SNX14 Antibody, Biotin conjugated

What is SNX14 protein and why is it important in cellular research?

SNX14 is a sorting nexin family protein containing multiple functional domains, including a Phox (PX) domain and a regulator of G protein signaling (RGS) domain. It functions as a bifunctional negative regulator in serotonergic signaling pathways, particularly for the 5-hydroxytryptamine subtype 6 receptor (5-HT6R) . SNX14 is highly expressed in specific brain regions including the hippocampus, nucleus accumbens, and cerebellum, with additional expression in lung and testis tissues . Its importance in research stems from its dual regulatory role in receptor trafficking and G-protein signaling, as well as its association with distinctive autosomal-recessive cerebellar ataxia, intellectual disability, and coarsening facial features syndrome . Understanding SNX14 function is critical for research into neuronal excitability, synaptic transmission, and intracellular trafficking .
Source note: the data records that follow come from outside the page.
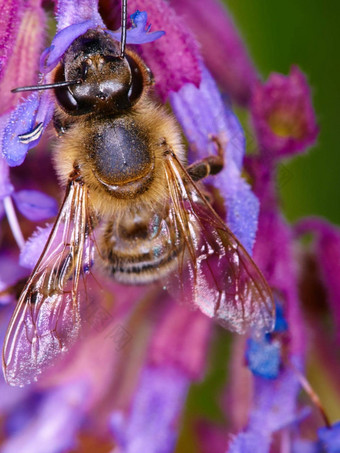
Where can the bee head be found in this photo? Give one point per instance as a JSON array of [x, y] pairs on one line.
[[107, 80]]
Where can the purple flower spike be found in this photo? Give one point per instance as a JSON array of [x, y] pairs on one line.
[[139, 32], [151, 424], [181, 339], [70, 12], [283, 114], [203, 116], [19, 40], [225, 56], [21, 122], [34, 205], [171, 69], [65, 407]]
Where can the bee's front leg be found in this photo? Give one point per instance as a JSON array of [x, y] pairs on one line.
[[210, 165]]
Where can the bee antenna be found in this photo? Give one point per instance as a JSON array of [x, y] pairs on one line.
[[47, 86], [123, 28]]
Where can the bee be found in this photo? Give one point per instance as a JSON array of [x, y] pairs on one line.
[[120, 157]]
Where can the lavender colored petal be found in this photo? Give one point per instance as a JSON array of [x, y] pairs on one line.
[[139, 32], [61, 42], [275, 408], [34, 205], [6, 187], [21, 121], [221, 46], [152, 422], [181, 339], [330, 438], [34, 246], [202, 116], [283, 114], [55, 426], [171, 69], [10, 12], [70, 12], [26, 46]]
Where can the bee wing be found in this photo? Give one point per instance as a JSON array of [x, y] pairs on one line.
[[215, 272], [46, 320]]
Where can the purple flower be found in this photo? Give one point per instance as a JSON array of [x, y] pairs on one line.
[[130, 381], [221, 46], [283, 114]]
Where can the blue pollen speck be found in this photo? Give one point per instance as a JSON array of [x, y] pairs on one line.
[[263, 358]]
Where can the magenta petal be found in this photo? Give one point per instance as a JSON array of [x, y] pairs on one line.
[[221, 46], [171, 69], [56, 423], [34, 205], [283, 114], [181, 340], [152, 423], [203, 115], [274, 408], [71, 12], [139, 33]]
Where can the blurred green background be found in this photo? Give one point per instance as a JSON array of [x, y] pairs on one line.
[[303, 32]]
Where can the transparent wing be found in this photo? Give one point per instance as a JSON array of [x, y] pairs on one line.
[[215, 273], [46, 320]]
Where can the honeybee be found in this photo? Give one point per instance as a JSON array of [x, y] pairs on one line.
[[120, 157]]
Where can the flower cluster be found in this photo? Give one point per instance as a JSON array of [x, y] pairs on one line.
[[129, 384]]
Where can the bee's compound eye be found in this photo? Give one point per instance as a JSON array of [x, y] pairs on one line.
[[66, 99], [137, 80]]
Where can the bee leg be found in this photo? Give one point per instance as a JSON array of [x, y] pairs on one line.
[[210, 165]]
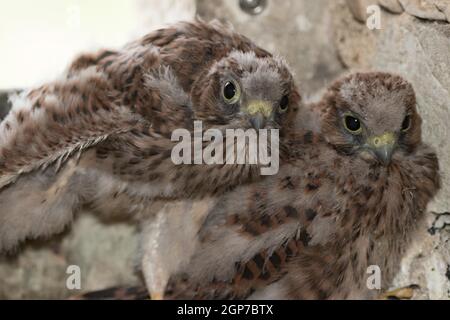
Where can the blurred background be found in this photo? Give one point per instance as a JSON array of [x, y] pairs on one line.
[[321, 40]]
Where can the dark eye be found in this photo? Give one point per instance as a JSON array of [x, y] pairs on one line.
[[352, 124], [284, 103], [406, 123], [231, 92]]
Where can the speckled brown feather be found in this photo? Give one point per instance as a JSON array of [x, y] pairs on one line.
[[111, 116], [344, 211]]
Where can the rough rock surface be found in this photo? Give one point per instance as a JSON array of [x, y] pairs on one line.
[[419, 50], [321, 40], [105, 254]]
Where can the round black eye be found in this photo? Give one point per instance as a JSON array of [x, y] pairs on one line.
[[284, 103], [352, 124], [229, 90], [406, 123]]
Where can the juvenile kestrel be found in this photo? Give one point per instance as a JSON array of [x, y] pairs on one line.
[[100, 136], [350, 197]]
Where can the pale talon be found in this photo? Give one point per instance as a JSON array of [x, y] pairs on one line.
[[405, 293]]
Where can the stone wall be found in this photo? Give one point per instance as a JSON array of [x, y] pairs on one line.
[[321, 40]]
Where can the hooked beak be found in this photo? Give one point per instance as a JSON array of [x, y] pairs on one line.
[[383, 146], [259, 112]]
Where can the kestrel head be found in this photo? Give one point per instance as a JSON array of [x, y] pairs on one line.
[[242, 90], [372, 115]]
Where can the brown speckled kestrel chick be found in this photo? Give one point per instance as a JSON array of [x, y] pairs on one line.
[[100, 137], [349, 198]]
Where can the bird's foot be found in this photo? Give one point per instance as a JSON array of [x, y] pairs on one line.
[[405, 293]]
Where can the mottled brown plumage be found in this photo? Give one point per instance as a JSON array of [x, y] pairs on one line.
[[100, 136], [343, 202]]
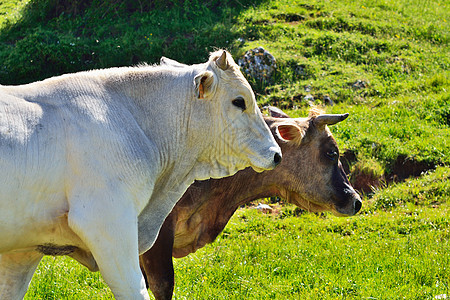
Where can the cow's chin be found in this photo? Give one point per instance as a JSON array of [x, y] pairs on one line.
[[258, 169], [307, 205]]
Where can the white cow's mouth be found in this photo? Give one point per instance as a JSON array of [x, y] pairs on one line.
[[258, 169]]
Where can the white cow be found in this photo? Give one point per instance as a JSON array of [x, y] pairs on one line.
[[91, 163]]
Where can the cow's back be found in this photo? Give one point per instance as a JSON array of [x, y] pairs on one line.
[[53, 134]]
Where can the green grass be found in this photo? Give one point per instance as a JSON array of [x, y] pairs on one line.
[[385, 62], [396, 254]]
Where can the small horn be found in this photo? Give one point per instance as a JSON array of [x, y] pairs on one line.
[[222, 61], [323, 120], [275, 112]]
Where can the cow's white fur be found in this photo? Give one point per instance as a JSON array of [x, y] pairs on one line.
[[94, 162]]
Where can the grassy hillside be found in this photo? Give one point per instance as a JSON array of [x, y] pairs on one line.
[[385, 62]]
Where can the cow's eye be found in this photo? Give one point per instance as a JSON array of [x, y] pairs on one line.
[[239, 102], [332, 154]]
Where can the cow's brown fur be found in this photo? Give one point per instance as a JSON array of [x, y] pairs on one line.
[[305, 177]]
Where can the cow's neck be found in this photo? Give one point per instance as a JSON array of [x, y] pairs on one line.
[[205, 209]]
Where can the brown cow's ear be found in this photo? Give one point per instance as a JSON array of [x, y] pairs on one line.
[[275, 112], [290, 132], [204, 83]]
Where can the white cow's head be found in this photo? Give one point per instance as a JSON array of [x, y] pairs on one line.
[[241, 138]]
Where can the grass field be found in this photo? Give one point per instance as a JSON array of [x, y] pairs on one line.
[[385, 62]]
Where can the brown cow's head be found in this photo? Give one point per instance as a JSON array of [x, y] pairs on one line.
[[311, 175]]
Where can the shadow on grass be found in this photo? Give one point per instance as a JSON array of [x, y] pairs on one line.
[[54, 37]]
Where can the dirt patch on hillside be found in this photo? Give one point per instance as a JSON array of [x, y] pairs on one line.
[[365, 180]]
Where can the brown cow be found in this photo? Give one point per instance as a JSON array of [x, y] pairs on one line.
[[310, 176]]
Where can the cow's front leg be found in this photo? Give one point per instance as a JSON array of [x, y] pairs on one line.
[[16, 270], [157, 263], [107, 224]]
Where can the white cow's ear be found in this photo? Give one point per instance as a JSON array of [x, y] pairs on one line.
[[170, 62], [204, 84], [290, 132]]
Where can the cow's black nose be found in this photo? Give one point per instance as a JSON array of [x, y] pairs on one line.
[[277, 159], [358, 205]]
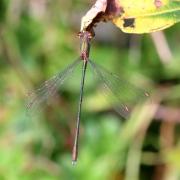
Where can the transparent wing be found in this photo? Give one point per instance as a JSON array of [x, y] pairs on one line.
[[49, 88], [121, 94]]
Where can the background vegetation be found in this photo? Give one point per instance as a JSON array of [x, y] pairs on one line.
[[38, 38]]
What is the purpose of using biotin-conjugated antibodies in SNX14 research?

Biotin-conjugated antibodies provide significant advantages in SNX14 detection systems due to the high-affinity interaction between biotin and avidin/streptavidin. This conjugation enables:

• Enhanced sensitivity in detection systems through signal amplification

• Versatile application across multiple detection platforms (microscopy, flow cytometry, ELISA)

• Compatibility with complex tissue samples where direct labeling might be problematic

• Ability to perform multi-step detection protocols with reduced background

Antibodies can be conjugated to biotin through various chemical methods, creating stable linkages that maintain antibody functionality while enabling interaction with avidin-coupled secondary reagents . For SNX14 research specifically, biotin-conjugated antibodies facilitate the detection of low-abundance SNX14 protein in neuronal tissues and allow for sensitive visualization of protein localization and trafficking dynamics .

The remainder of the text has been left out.